# Creme Brulee



## amber (Oct 30, 2004)

I've lost my recipe for creme brule and cannot seem to find a good one online, most of them called for 8 or 9 eggs!  anyone have a simple recipe for plain creme brule?


----------



## Juliev (Oct 30, 2004)

I don't know if this what you're looking for ..but here's one.

5 large egg yolks 
1/2 cup sugar 
2 cups whipping cream 
3 oz white chocolate finely chopped 
1/4 tsp vanilla extract 
2 tbsp sugar

Position rack in center of oven and preheat to 300°. Whisk egg yolks and 1/4 cup sugar in medium bowl. Bring cream and remaining 1/4 cup sugar to simmer in heavy medium saucepan. Reduce heat to low. Gradually add chopped chocolate to cream mixture and whisk until smooth. Gradually whisk hot chocolate mixture into yolk mixture. Mix in vanilla. Ladle custard into four 10-oz. custard cups (or creme brulee cups). 

Place cups in large baking pan. Add enough hot water to pan to come halfway up sides of cups. Bake until custards are set in center, about 1 hour. Remove custards from water and cool. Cover and refrigerate overnight. Preheat broiler. Sprinkle 1/2 tablespoon sugar over each custard. Broil until sugar caramelizes, watching carefully, about 2 minutes. Serve hot, or refrigerate up to 1 hour and serve cold.


----------



## amber (Oct 30, 2004)

Thanks Juliev!  Thats what I was looking for.


----------



## chefcyn (Oct 30, 2004)

*Re: creme brule*



			
				amber said:
			
		

> I've lost my recipe for creme brule and cannot seem to find a good one online, most of them called for 8 or 9 eggs!  anyone have a simple recipe for plain creme brule?


Here's a no-fail recipe I've used for years! It can be doubled for bigger crowds and made in either custard cups or ramekins,  or individual shallow oval baking dishes.

Creme Brûlée
makes 6 servings

3 c Heavy Cream
5 Egg yolks
1/2 c. Sugar
1/2 Vanilla bean (or 2 tsp Real Vanilla extract)
1/4  c.

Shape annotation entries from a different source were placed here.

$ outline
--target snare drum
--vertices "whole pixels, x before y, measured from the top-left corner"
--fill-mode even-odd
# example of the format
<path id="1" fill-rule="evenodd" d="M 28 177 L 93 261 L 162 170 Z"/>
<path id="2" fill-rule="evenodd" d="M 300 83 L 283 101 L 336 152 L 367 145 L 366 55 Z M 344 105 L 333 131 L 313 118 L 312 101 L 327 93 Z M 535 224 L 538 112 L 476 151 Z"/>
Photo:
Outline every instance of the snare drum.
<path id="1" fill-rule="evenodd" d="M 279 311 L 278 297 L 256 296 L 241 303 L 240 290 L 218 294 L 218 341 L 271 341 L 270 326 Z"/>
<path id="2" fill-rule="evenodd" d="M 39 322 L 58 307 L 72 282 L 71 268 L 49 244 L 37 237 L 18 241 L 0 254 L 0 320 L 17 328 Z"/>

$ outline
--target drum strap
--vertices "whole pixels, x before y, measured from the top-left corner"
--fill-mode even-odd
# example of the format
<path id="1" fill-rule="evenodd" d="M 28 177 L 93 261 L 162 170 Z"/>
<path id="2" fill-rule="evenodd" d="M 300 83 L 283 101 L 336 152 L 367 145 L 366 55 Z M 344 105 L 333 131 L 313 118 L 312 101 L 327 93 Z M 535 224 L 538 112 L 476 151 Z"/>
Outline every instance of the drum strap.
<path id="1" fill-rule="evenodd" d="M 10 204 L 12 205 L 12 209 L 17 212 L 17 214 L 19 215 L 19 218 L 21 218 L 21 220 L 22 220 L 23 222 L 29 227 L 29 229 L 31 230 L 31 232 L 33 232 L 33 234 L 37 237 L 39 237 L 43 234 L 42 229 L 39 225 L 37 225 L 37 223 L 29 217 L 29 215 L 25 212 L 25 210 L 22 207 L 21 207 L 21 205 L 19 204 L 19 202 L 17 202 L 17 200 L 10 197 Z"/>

Brown or white sugar for the carmelized crust

Preheat your oven to 350.  Separate 5 Eggs, setting aside the whites for egg-white omelettes or other projects
Split the vanilla bean and scrape out the seeds, combine all with the cream and sugar in a heavy saucepan.. 
Cook over low heat until it comes to boil. Add a small amount to the eggs to temper. Then whisk the remaining liquid into the eggs slowly.  
Fill 4 oz. ramekins set inside a Bain-Marie (a big roasting pan filled with boiling water about 2 thirds of the way up the ramekins, and a dishtowel lining the bottom wouldn't hurt either).  Place the bain-marie in an oven for 35-45 minutes or until a sharp knife inserted into the center of the custard comes out clean. Remove the ramekins from the bain-marie and let them cool to room temp. Cover with plastic wrap and place  in refrigerator until ready to serve.  Spread one tablespoon of brown or white sugar on top of each custard evenly and use a torch or broiler to caramelize sugar. I prefer white sugar, but some like the extra brown-ness of the brown sugar.  It caln also be placed close up under a hot broiler to carmelize--but watch carefully! The idea is to brown the sugar without heating up the custard part.

I use the same custard recipe for Creme Caramel as well--caramelizing 1 1/2 c sugar to a med-dark golden amber and pouring into the bottoms of the ramekins before making the custard mixture.  These are best refrigerated for at least 24 hours before eating, as it allows the caramel to soften and make more "sauce" when you invert them.


----------



## amber (Oct 30, 2004)

my creme brule is cooling, it looks great, thanks Juliev.  Chefcyn, I did use ramekins, and vanilla bean because I had one bean left, but I think pure vanilla extract would work great too.  Not sure if we will eat it tonight or not, but I'll pop it in the fridge and use it tomorrow.  It's hubby's birthday today, so Im making filet mignon, roasted red new potatoes, and then the creme brule if we're not too full  Im drinking some wine, he's drinking a new bottled drink I found today called Zima, which is orange flavored with I guess vodka in it. He doesnt drink much, so he's getting tipsy   Hopefully he'll want to eat dinner.


----------



## buckytom (Oct 30, 2004)

just another idea, a good brulee that i had in a restaurant recently was espresso creme brulee. i guess either powdered espresso, or a shot of the liquid stuff made it in to the mix. it was deelish, with some chocolate biscotti, and a snifter of black sambuca.


----------



## amber (Oct 30, 2004)

I know Bucky, there are so many versions of creme brule, but my fav is the plain one with the crust carmelized top, soft inside.  Sambuca, I havent had that in years!


----------



## Scorpion (Oct 30, 2004)

I have a small butane soldering torch (pen size) that I use for caramelizing the top. Similar to the ones the Chefs use but cheaper. Takes only seconds but there is more control.


----------



## amber (Oct 31, 2004)

Scorpian,

I ended up using my broiler for the creme brulle.  I had a heat gun for stripping paint but couldnt find it (it worked great the last time I used it), but the broiler did the trick.


----------